Key words A-2545
Programmed electrical stimulation
Springer Online Journal Archives 1860-2000
Abstract We investigated effects of a new Na+ channel blocking antiarrhythmic drug, A-2545, N-3 (2,2,5,5-tetramethyl-3-pyrroline-3-carboxamido)-propyl-phthalimide-hydrochloride, on various canine ventricular automaticity arrhythmias induced by two-stage coronary ligation, digitalis and adrenaline, and compared them with those of mexiletine. A-2545 showed antiarrhythmic effects, significantly decreasing the arrhythmic ratio of 24-h and 48-h coronary ligation-, digitalis- and adrenaline-induced automaticity arrhythmias.
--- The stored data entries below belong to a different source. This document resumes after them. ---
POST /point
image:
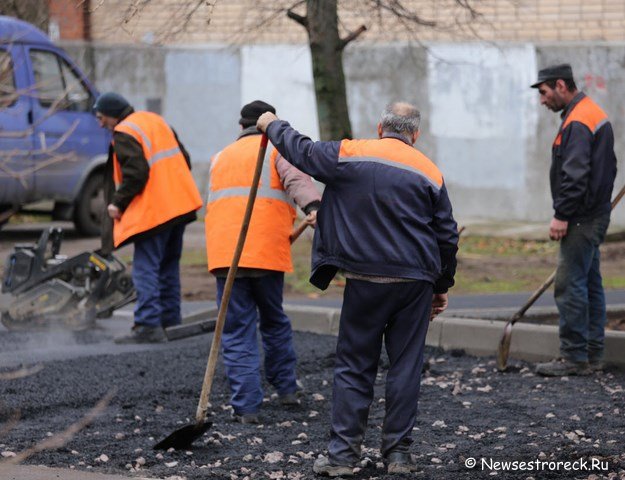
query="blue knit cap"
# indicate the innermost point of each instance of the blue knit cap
(111, 104)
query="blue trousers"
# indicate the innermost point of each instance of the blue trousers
(256, 301)
(579, 292)
(156, 275)
(397, 314)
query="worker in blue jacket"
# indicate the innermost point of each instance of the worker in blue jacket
(583, 169)
(386, 223)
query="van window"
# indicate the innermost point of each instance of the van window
(8, 90)
(58, 84)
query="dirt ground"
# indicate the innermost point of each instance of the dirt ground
(468, 411)
(485, 264)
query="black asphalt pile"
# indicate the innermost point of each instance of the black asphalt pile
(469, 413)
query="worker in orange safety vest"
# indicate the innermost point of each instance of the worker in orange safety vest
(150, 197)
(257, 291)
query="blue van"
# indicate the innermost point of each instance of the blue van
(51, 146)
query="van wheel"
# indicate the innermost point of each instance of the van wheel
(89, 206)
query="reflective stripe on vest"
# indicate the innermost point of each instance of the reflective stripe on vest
(170, 191)
(138, 130)
(264, 188)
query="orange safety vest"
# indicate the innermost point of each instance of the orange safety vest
(586, 112)
(267, 244)
(170, 190)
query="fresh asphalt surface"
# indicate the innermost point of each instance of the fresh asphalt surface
(17, 348)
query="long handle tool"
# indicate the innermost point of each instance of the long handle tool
(205, 321)
(185, 436)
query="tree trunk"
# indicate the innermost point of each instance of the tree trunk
(31, 11)
(326, 48)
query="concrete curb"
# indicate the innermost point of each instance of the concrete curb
(480, 337)
(29, 472)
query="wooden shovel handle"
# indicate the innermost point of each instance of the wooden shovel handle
(225, 299)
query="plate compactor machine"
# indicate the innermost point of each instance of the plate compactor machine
(51, 291)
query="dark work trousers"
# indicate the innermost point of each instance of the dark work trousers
(399, 314)
(254, 301)
(156, 275)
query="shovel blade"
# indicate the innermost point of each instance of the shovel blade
(503, 352)
(183, 437)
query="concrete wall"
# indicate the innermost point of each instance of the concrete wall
(480, 122)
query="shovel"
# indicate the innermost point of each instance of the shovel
(185, 436)
(190, 328)
(504, 344)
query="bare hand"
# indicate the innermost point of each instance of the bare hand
(439, 304)
(311, 219)
(557, 229)
(264, 120)
(114, 212)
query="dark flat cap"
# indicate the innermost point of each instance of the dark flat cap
(555, 72)
(111, 104)
(253, 110)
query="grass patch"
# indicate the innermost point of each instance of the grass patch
(613, 282)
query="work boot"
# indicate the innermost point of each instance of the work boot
(323, 466)
(401, 462)
(561, 367)
(143, 334)
(247, 418)
(596, 365)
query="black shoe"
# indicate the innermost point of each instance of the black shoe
(596, 365)
(289, 399)
(561, 367)
(143, 334)
(247, 418)
(401, 462)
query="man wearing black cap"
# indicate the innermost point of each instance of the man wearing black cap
(257, 290)
(150, 196)
(583, 168)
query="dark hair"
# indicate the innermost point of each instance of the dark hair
(401, 118)
(569, 82)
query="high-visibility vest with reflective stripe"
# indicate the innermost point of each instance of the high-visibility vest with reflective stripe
(267, 244)
(170, 190)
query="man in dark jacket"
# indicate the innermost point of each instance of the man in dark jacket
(150, 197)
(583, 168)
(386, 223)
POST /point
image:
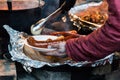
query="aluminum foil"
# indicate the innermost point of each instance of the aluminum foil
(16, 51)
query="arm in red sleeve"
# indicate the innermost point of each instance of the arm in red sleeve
(99, 43)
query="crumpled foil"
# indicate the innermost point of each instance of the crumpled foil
(16, 51)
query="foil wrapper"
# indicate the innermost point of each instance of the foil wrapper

The antiarrhythmic plasma concentrations (IC50) of A-2545, 2 mg kg–1 10 min–1, i.v., for 24-h and 48-h coronary ligation-, digitalis- and adrenaline-induced arrhythmias were 1.8, 1.3, 5.8 and 3.7 µg ml–1, respectively, and that calculated for oral A-2545 (25 mg kg–1) in 24-h coronary ligation-induced arrhythmia was 1.8 µg ml–1. A-2545 is specifically potent in suppressing coronary ligation-induced arrhythmias, i.e., decreasing the arrhythmic ratio nearly to zero by oral administration, and among the intravenously given experiments A-2545 was effective at lower concentrations than other arrhythmia models; A-2545, 2 mg kg–1 10 min–1, was equipotent to 5 mg kg–1 10 min–1 mexiletine in suppressing 24-h coronary ligation-induced arrhythmia, indicating that A-2545 is more potent than mexiletine. In order to determine whether A-2545 has arrhythmogenic effects, we used programmed electrical stimulation (PES)-induced reentry arrhythmias in dogs with old myocardial infarction and compared effects of A-2545 and flecainide. A-2545, 2 and 5 mg kg–1 10 min–1, significantly suppressed the PES-induced arrhythmias in all six dogs without aggravating them. These arrhythmias were not markedly suppressed by flecainide either with 1 or 3 mg kg–1 10 min–1; moreover even in one out of six dogs aggravation of arrhythmia was noted after 1 mg kg–1 10 min–1. In conclusion, A-2545 suppressed various canine ventricular arrhythmias, and the antiarrhythmic effect of A-2545 was more potent than that of mexiletine, and A-2545 did not show arrhythmogenic effects compared to flecainide.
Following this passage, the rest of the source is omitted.